How to use Import Utilities like Fastload or MLOAD in Teradata, if the target table has Referential Integrity?

2.3k Views Asked by At

I'm new to Teradata, started exploring a few weeks back. I know Fastload or Multiload utilities will work only if there is no Referential Integrity on the tables, like Foreign key relationship. I wanted to know, what if my table actually has a foreign key reference, and I want to import data to that table from any text or delimited file. Is there a tweak in using fastload/mload or any alternate method to import?

1

There are 1 best solutions below

0
On

Gowtham Vakani,

I believe you need TPUPM, but of the three load utilities in Teradata, this one is least effective. I recommend FastLoad and the way is that you dump your source data into landing tables suitable for FastLoad and then in Teradata, you make the necessary transformation.
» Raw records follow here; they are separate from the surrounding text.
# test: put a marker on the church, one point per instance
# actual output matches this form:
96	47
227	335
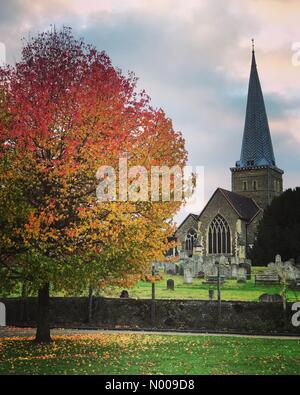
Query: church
228	223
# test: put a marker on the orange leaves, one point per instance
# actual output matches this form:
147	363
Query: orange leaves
70	113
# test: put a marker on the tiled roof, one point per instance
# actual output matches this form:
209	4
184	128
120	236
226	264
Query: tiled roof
245	207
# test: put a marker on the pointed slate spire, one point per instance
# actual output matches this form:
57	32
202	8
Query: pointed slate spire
257	149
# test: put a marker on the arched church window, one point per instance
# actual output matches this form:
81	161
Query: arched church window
219	236
190	241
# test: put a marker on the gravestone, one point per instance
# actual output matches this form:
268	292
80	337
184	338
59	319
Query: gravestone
188	278
241	275
247	266
266	298
170	284
124	294
278	260
2	314
234	269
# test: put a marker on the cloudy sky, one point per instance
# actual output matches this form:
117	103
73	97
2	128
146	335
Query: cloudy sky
193	58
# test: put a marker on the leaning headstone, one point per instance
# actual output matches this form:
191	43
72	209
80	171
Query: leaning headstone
124	294
188	278
247	266
266	298
241	275
277	298
170	284
234	269
2	314
201	275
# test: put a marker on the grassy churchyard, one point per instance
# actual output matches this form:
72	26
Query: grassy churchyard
131	353
231	290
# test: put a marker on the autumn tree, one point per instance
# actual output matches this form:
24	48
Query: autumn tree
65	111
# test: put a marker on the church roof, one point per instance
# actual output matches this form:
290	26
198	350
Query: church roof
257	149
245	207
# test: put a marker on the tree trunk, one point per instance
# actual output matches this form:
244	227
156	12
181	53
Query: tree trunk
24	309
43	325
90	305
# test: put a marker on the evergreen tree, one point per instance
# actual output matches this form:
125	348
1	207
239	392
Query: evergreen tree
279	230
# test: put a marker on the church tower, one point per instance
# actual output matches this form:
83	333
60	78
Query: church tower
256	174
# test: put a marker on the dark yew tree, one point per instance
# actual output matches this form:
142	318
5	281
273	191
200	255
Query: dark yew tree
279	230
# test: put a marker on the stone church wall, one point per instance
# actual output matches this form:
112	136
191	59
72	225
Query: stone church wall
268	184
189	223
218	205
189	315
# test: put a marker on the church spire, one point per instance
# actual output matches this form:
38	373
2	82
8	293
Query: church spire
257	149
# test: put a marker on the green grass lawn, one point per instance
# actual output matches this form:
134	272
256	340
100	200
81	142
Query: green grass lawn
150	354
231	290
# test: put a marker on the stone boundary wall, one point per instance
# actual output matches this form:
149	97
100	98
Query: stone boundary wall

I put below some info and some differences between the three types, so you can choose based on your needs and the performance plan. I can send you some example scripts if you need any.

FastLoad utility is used to load data into empty tables. Since it does not use transient journals, data can be loaded quickly. It doesn't load duplicate rows even if the target table is a MULTISET table.

Limitation - The target table should not have a secondary index, join index and foreign key reference.

How FastLoad Works - FastLoad is executed in two phases. FastLoad divides its job into two phases, both designed for speed.

Phase 1 or Acquisition Phase

  • The primary purpose of phase 1 is to get data from the host computer into Teradata System.
  • The Parsing engines read the records from the input file and sends a block to each AMP. The data moves in 64 K blocks and is stored in worktables on the AMPs.
  • Each AMP stores the blocks of records.
  • Then AMPs hash each record and redistribute them to the correct AMP.
  • At the end of Phase 1, each AMP has its rows but they are not in row hash sequence as it’s stored at first.

Phase 2

  • Phase 2 starts when FastLoad receives the END LOADING statement.
  • Once the data is moved from the server, each AMP will hash its worktable rows.
  • Each AMP sorts the records on row hash and writes them to the disk.
  • Each ow transfers to the worktables where they permanently reside.
  • Rows of a table are stored on the disks in data blocks.
  • Locks on the target table are released and the error tables are dropped.

The MultiLoad, however, doesn't have the same limitations. MultiLoad can load multiple tables at a time and it can also perform different types of tasks such as INSERT, DELETE, UPDATE and UPSERT. It can load multiple up to 5 empty or populated target tables at a time from either a LAN or Channel environment and perform up to 20 DML operations in a script. The target table is not required for MultiLoad. MultiLoad supports two modes:

  • IMPORT
  • DELETE

MultiLoad requires a work table, a log table, and two error tables in addition to the target table.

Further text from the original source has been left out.